The Office of Multicultural Affairs is working on a solution to address racial inequalities and negative experiences minorities have on campus. This effort began with an open discussion at the Sundaes on Mondays meeting.
April Napier, the director of OMA, facilitated the meeting which began with a video on cultural appropriation followed by two groups of students walking up to the front of Hart Auditorium. The first group told their stories of being treated differently and the second group asked questions on how they can help minority students and learn from them.
“I’m grateful we could talk, and that everyone was transparent,” Napier said. “I think accountability was shown while showing love, and think moving forward we have to keep this intentionality up. We have to make sure that we are every day acting and talking in a way that moves us all forward.”
This meeting came on the heels of a controversy over a hairstyle worn by pledges of Sigma Theta Chi that pinned students against each other on social media, however, the meeting went beyond the situation into a more broad issue of teaching the majority.
“I’m glad that we are able to just break this cycle and dismantling this now,” Napier said. “I don’t want to wait. I’m glad that we are on the same page of ‘I’m not for this anymore’ and we need to do better as a collective and we need to love each other better as a collective.”
Some of the topics discussed by minorities included:
- Having to work harder in school to gain respect as a person who has a different skin color or sexual orientation
- Having a fear of authority or of the police because of the color of one’s skin and their ethnic background
- Being the only minority in situations and having to constantly explain minority standpoints and experiences
- Having their culture mocked or viewed as entertainment or a novelty
- Not being able to embrace their heritage without being looked at differently or told to stop
OMA is going to continue the conversation with continued Sundaes on Mondays discussions as well as Wednesday walks. Interns walk around campus on Wednesday and strike up conversations with students around campus regarding OMA and more activities to invite in students to OMA and interact with people of a different race or ethnic background.
Not only were students in attendance, but faculty and staff were also invited to sit in on the discussion and listen.
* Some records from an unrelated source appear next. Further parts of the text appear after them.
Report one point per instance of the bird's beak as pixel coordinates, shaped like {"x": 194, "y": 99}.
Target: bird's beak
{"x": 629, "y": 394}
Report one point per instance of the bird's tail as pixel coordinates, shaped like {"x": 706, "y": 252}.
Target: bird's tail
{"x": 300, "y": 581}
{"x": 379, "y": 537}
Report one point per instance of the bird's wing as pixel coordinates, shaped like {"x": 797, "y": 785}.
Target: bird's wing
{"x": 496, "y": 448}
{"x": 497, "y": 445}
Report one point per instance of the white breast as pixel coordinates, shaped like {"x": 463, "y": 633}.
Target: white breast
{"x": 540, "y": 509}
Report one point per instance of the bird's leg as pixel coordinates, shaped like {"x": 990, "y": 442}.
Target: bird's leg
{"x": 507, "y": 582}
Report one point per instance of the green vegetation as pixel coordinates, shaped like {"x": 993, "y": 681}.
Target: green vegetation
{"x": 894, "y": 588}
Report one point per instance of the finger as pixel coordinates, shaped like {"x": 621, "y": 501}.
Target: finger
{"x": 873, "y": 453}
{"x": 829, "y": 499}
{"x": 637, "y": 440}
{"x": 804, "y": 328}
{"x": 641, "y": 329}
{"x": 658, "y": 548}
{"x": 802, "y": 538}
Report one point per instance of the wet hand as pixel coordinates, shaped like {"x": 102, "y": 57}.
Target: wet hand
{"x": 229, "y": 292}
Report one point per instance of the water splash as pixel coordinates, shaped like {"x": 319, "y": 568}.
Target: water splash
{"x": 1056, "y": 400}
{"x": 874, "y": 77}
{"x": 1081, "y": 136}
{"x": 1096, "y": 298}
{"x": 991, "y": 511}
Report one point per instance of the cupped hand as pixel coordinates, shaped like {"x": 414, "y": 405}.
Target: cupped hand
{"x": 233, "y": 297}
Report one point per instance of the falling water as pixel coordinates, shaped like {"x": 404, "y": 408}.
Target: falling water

Hannah Felice, the resident director of Morris Hall, said how the conversation needs to be continued and addressed by the university.
“I think this is just one small part of a conversation that needs to be had,” Felice said. “And I would really be interested in seeing more of the university’s response to some of these issues that are happening and recognition on some of the important student things going on.”
Residence halls are home to students of multiple backgrounds and Felice said becoming a change for students as a resident director is discussed frequently in the Office of Residence Life.
“My question is that making sure what we are doing in our halls is providing an experience for not just one type of student,” Felice said. “We are hoping to hire more diverse students in a response to honoring some of those areas of our student body that deserve having a mentor in their lives that comes from a diverse background. But I think also a part of it is just sitting down with our students, especially minorities and hearing about their needs.”
Erica Robbins is a student who represented African-American Minorities in the discussion and said the discussion was only the beginning and students need to continue to talk as well as listen.
“I’m curious to see the moves we’re going to make as students, faculty and staff as a university to help with cultural competence because it doesn’t happen overnight,” said Robbins, a junior Social work major from Kirksville. “It’s going to take progression and uncomfortability to get where we need to be.”
Robbins is also a member of OMA and attends the regular Sundaes on Mondays meetings.
“This is the biggest Sundaes on Mondays that we’ve has since I’ve been a student here, and from that, I think that just shows how many people actually care about the situation which is good,” Robbins said.
Sarah Cheney is a student who participated in the discussion from the standpoint of a person who is not a minority but wants to help minority students and learn more about their perspective in life.
“I think it’s important for the change to start with understanding more than you trying to be understood yourself,” said Cheney, a junior social work major from Fort Worth. “I think it was a good conversation and a good foundation, but it doesn’t stop here for sure and I really hope that other people realize that too.”